10. A network-based intervention management system (IMS) for managing interventions for chronic progressive neurodegenerative conditions, the IMS comprising:

a network comprising a memory device and a computing device coupled to the memory device, the computing device programmed to:

receive client evaluation information;

receive a first level of functioning information in each of a plurality of cognitive domains and non-cognitive areas based at least in part on the received information;

compare the determined first level of functioning to one or more threshold levels of functioning, the threshold levels determined from at least one of others than the client and previous determinations of the client;

receive a selection of one or more intervention activities associated with each cognitive domain where the determined functioning was less than a respective threshold level;

receive a score of an administration of the interventions in a usual living space of the client;

receive a second level of functioning information based on the administering; and

generate a report of progress of the client over time with respect to the interventions and the evaluated levels functioning in each of the plurality of cognitive domains.

11. The system of claim 10, wherein the computing device is further programmed to receive a modification of the administered interventions based on the evaluation of at least one level of functioning.

12. The system of claim 10, wherein the computing device is further programmed to receive a periodic evaluation of a current level of client functioning by a research and operations team.

13. The system of claim 10, wherein the computing device is further programmed to receive a determination of a first level of client functioning in each cognitive domain including a memory domain, an executive function domain, an attention domain, a visual-spatial domain, and a language domain, and non-cognitive areas including at least one of a coping area, a sensory area, a recreational area, a social area, an exercise area, and a diet area.

14. The system of claim 10, wherein the computing device is further programmed to receive a determination of a first level of client functioning by direct observation of the client by at least one of the research and operations team, the interventionist and a family member.

15. The system of claim 14, wherein the computing device is further programmed to a subjective scoring of the first level of client functioning on a predetermined scale.

16. The system of claim 10, wherein the computing device is further programmed to receive information relating to a life history of the client, interests of the client, and family information of the client.

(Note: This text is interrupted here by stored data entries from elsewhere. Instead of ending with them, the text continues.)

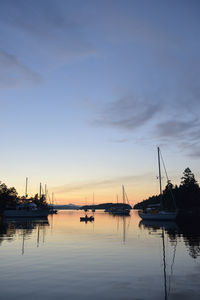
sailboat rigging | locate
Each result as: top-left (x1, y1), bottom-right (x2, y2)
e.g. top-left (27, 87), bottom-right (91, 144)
top-left (92, 193), bottom-right (95, 212)
top-left (139, 147), bottom-right (178, 221)
top-left (3, 179), bottom-right (49, 218)
top-left (25, 177), bottom-right (28, 198)
top-left (107, 185), bottom-right (131, 215)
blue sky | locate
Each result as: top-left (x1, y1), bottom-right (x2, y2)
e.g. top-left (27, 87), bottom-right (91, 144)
top-left (0, 0), bottom-right (200, 204)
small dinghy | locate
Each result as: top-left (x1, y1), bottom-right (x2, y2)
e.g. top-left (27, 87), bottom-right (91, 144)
top-left (80, 215), bottom-right (94, 222)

17. The system of claim 10, wherein the computing device is further programmed to receive one or more manually selected intervention activities from a plurality of available intervention activities.

18. The system of claim 10, wherein the computing device is further programmed to generate a block on at least one of the plurality of available intervention activities based on the life history of the client, interests of the client, and family information of the client, the block indicating that the at least one of the plurality of available intervention activities is not to be assigned or administered to the client.

19. One or more non-transitory computer-readable storage media having computer-executable instructions embodied thereon, wherein when executed by at least one processor, the computer-executable instructions cause the processor to:

receive client evaluation information;

20. The computer-readable storage media of claim 19, wherein the computer-executable instructions further cause the processor to receive a determination of a first level of client functioning in each of a memory domain, an executive function domain, an attention domain, a visual-spatial domain, a language domain, and at least one non-cognitive area including a coping area, a sensory area, a recreational area, a social area, an exercise area, and a diet area.